I quickly devoured everything that came out after that – Beauty Queens, with its teen pageant queens, desert islands, and broad political satire – and The Diviners, a creepy 1920s-set tale of a flighty young flapper whose latent psychic abilities put her in the path of a very scary serial killer. Bray has this amazing ability to write in a variety of styles, from the straight Gothic horror of the Gemma Doyle books, to the over-the-top silliness of Beauty Queens, to the silly on the surface but poignant beneath story of Going Bovine, and I love her for it.
She is also, appropriately to the opening of this post, deeply feminist and with a keen eye for social justice, and manages to do this (Beauty Queens and its deliberate satire aside) without beating you over the head with it. Female characters are shown tied down by the constraints of whichever era their stories take place in, but are also shown rising above these constraints and wanting more. The characters are diverse without it being a big deal – there are black and Asian and Hispanic and gay characters in equal measures in all of these books and none of them are singled out as tokens – they interact with the other characters in the books in the same ways they would in real life.

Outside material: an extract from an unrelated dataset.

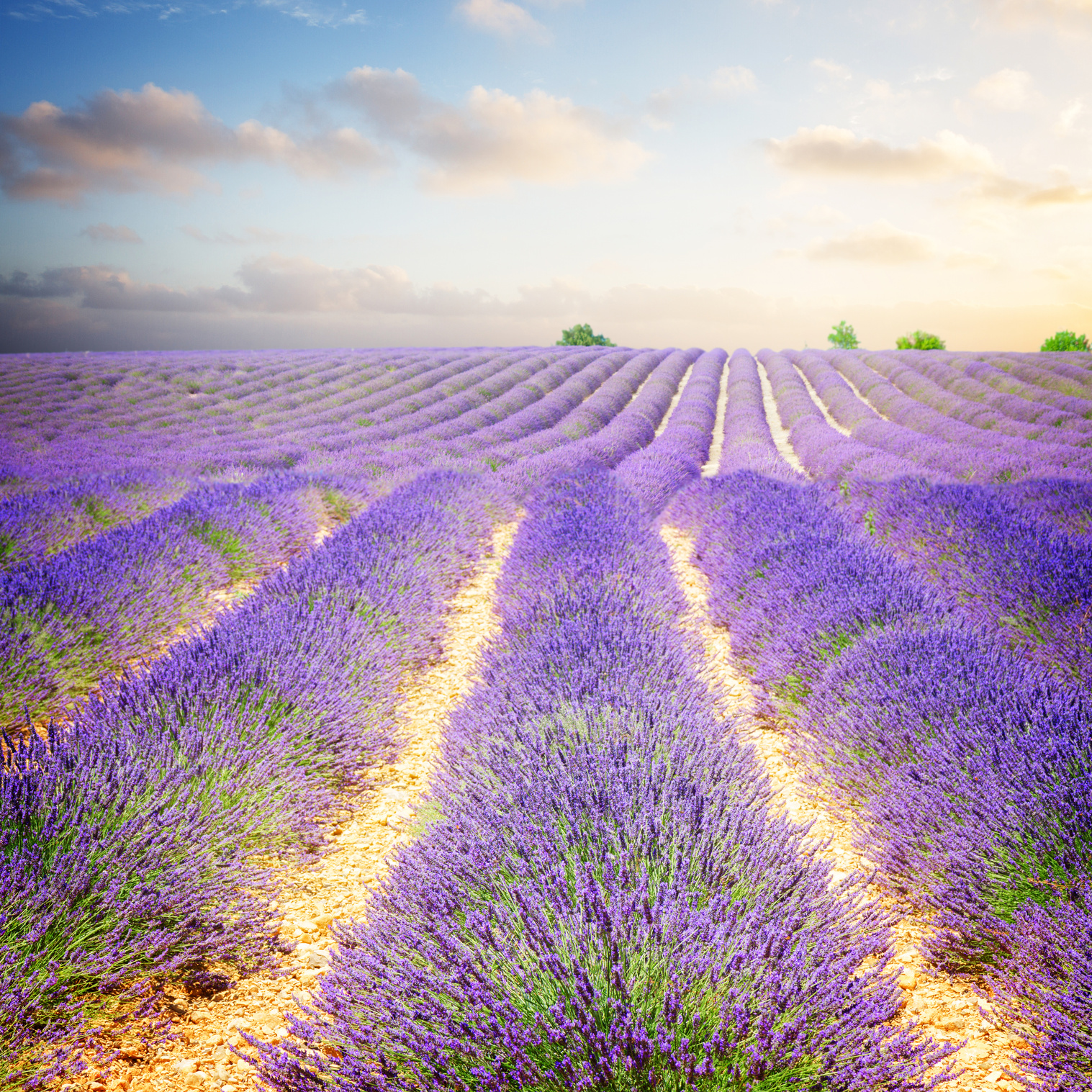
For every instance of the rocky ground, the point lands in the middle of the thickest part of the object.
(947, 1005)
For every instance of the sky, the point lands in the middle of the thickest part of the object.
(263, 173)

And all of this is wonderful, but the thing that won me over to Team Libba more than any of that? The main reason I’m nominating this woman for honorary inclusion in our esteemed ranks? It’s her blog.That last entry I linked particularly gets to me – I’ll wait if you want to go read it. La, la, la. Okay, are you done? Do you understand what I’m saying here? She doesn’t post as often as I’d like, but those posts are so emotional, and honest, and real, and they always make me feel like a better person for having read them. (or like the first link they are very, very, silly, but the heart of them is important and true.) She makes me want to cry and laugh, often at the same time, and her best writing, whether on the blog or on the book, stirs deep emotion in me. That’s worth holding on to.
So that’s why for me, Libba Bray is an honorary Lady of Comicazi. So go read her books, okay? Then come back and tell me what you think in the comments!